Aber wie wir aus der Geschichte von Jewfimija wissen, war selbst das „Auserwähltsein“ keine Garantie dafür, dass ein Mädchen Zarin wurde. Maria Chlopowa, die erste Braut Michail Fjodorowitschs, wurde nach der Auswahl im Jahr 1616 ebenfalls in die Oberen Gemächer der zukünftigen Zarin geführt. Die Kirchen im gesamten Zarenreich beteten bereits für ihre Gesundheit als zukünftige Zarin. Doch die Saltykows, Verwandte der Zarenmutter Martha, hetzten ihre Schwiegermutter gegen die junge Zarin auf und verabreichten Chlopowa zusätzlich Gift, was zu eine Magenverstimmung führte.

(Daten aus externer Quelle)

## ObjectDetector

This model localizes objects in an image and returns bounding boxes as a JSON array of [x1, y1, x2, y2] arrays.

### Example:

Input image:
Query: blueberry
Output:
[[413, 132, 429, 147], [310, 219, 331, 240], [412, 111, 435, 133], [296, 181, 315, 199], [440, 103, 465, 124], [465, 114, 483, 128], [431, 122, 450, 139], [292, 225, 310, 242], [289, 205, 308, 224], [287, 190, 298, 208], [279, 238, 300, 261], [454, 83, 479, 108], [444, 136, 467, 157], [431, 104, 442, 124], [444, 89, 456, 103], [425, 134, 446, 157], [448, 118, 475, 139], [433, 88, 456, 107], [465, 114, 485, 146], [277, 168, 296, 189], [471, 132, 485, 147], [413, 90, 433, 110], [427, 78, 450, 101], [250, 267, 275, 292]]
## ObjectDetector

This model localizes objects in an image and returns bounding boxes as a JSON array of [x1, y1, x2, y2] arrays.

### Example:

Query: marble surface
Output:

Während die Braut erbrach, verkündete die Bojaren-Duma, dass „die Zarenbraut nicht stark genug für die Freude des Zaren ist“, was bedeutete, dass Chlopowa nicht ausreichend gesund gewesen sei, um Kinder zu bekommen. Selbst der positive Befund der Ärzte über Marias Gesundheit konnten die Intrigen am Hof nicht unterbinden und Chlopowa wurde schließlich nach Tobolsk verbannt. Auch sieben Jahre später wollte die Zarenmutter nicht zulassen, dass ihr noch unverheirateter Sohn zu Maria zurückkehrt und sie heiratet. Er musste sich dem Willen seiner Mutter beugen und die von ihr ausgewählte Maria Dolgorukij heiraten.